Nature and Scope of Hindu Law

Hindu law is not a law as understood in modern times. A law in the present sense would mean an act framed by the legislature of a State. Hindu law has not been made by legislature but it is the law made by the Divine Being and which has been re-built in the Vedas.

It is the Dharma, i.e. the duties and rules of conduct- moral, religious, and political, enjoined by the Almighty on the Hindu community. Thus, it covers all the laws which are kept separate under the modern system of law.
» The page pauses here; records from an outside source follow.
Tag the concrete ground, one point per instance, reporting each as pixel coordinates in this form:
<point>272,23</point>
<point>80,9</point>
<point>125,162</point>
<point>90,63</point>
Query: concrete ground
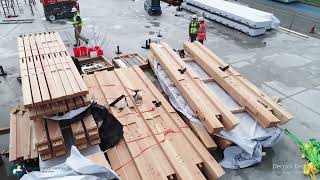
<point>296,16</point>
<point>281,64</point>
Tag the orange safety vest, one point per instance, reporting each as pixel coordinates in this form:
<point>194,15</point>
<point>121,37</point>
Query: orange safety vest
<point>202,31</point>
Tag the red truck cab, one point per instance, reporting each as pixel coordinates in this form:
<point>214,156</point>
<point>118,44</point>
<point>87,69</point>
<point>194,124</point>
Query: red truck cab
<point>58,9</point>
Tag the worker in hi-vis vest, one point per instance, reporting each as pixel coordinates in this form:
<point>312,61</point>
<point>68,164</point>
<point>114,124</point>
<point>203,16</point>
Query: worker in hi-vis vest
<point>77,24</point>
<point>202,30</point>
<point>193,28</point>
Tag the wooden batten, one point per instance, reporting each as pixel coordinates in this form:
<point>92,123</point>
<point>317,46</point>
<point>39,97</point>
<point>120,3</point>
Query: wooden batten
<point>229,80</point>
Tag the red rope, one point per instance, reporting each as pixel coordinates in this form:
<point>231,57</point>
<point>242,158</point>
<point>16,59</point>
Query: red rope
<point>150,110</point>
<point>166,132</point>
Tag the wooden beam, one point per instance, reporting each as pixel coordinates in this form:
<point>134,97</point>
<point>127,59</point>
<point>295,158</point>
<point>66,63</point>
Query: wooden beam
<point>231,84</point>
<point>190,83</point>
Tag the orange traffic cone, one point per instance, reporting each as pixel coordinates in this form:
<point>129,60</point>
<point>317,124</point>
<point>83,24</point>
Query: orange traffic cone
<point>313,29</point>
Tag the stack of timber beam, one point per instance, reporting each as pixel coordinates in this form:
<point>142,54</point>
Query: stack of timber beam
<point>22,137</point>
<point>51,85</point>
<point>128,60</point>
<point>156,144</point>
<point>266,111</point>
<point>214,115</point>
<point>194,90</point>
<point>48,74</point>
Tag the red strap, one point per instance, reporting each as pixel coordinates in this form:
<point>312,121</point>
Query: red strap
<point>166,132</point>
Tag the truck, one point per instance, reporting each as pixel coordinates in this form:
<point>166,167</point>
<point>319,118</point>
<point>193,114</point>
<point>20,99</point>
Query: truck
<point>58,9</point>
<point>153,7</point>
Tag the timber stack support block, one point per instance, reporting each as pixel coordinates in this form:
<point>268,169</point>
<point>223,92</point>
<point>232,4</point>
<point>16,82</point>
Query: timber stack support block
<point>260,106</point>
<point>211,111</point>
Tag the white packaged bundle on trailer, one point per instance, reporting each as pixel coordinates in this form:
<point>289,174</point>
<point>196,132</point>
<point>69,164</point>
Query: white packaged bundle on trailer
<point>236,25</point>
<point>243,14</point>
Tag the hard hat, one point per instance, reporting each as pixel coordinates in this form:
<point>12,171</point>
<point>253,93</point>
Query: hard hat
<point>74,9</point>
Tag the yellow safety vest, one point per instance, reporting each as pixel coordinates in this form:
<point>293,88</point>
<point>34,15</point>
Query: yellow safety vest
<point>193,28</point>
<point>75,22</point>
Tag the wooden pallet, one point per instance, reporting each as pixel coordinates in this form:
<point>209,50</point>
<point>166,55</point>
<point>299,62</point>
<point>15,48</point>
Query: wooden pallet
<point>211,111</point>
<point>22,137</point>
<point>254,101</point>
<point>129,60</point>
<point>48,73</point>
<point>153,135</point>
Thus, Hindu law as understood in the ancient times was not the command of the political sovereign of community. Rather, it was the command of the Supreme Being applicable to both- the King and his subjects, the ruler and the ruled. The King and his subjects were equally subjected to the law. In order to bring certainty to them, the laws were codified by the writers of Dhramashastra. Thus, the nature of the Hindu Law is essentially different from the laws of the land.

According to the Hindu Law, those violate the Dharma shall be destroyed and those who follow it shall be protected. This is applicable both to the King and his subject. Later on, this law was applied to the Hindus by the authority of the following:

i. Acts of the Parliament

ii. Imperial Legislation

iii. Provincial Legislation

iv. Principles of Justice, Equity and Good Conscience.

The concept of Hindu law is deeply rooted in the Hindu philosophy and Hindu religion. The ancient Hindu social structure and its continuance in modern times is, to a great extent, outcome of the Hindu philosophy and religion.

The ultimate aim of life, according to Hindu law is to achieve salvation or Moksha from the physical world. Human being is mortal but the soul is immortal. When a person dies, the soul is in a free state and it acquires a new form of re-birth. Thus the change of birth and death continue till the soul attains Moksha from this world.

According to the Dharmashastra, there are four goals of human life- Artha, Dharma, Kama and Moksha. Moksha or salvation  is the ultimate goal. As a matter of fact, Artha and Kama are concerned with this world, whereas, Dharma and Moksha are concerned with the next world. A life in accordance to Dharma leads to happiness and pleasure in this life also.

Hindu social structure is the outcome of Hindu philosophy. According to Hindu philosophy, the attainment of salvation is the ultimate goal of life and can be achieved by performing good deeds.A person suffers pain as well as pleasure in his life according to the good or bad deeds that he may have done. The entire human life is controlled by his past deeds.

The Hindu social structure may be referred alongside the concept of Ashrama- Dharma. according to Shastric concept of human life, it has been considered that the average life of a human being is a hundred years. It is to be divided into four stages of twenty five years each. The division is related to the division of the four Ashramas:

i. Brahmacharya

ii. Grihastha

iii. Vanaprastha

iv. Sanyasa.

An individual could get salvation from this physical world by performing the prescribed duties under these four Ashramas. Though the Dharma dominated all the four stages of Ashramas, yet the attainment of the other three objectives are not less essential than Dharma and the human beings should conduct their lives in accordance with Dharma.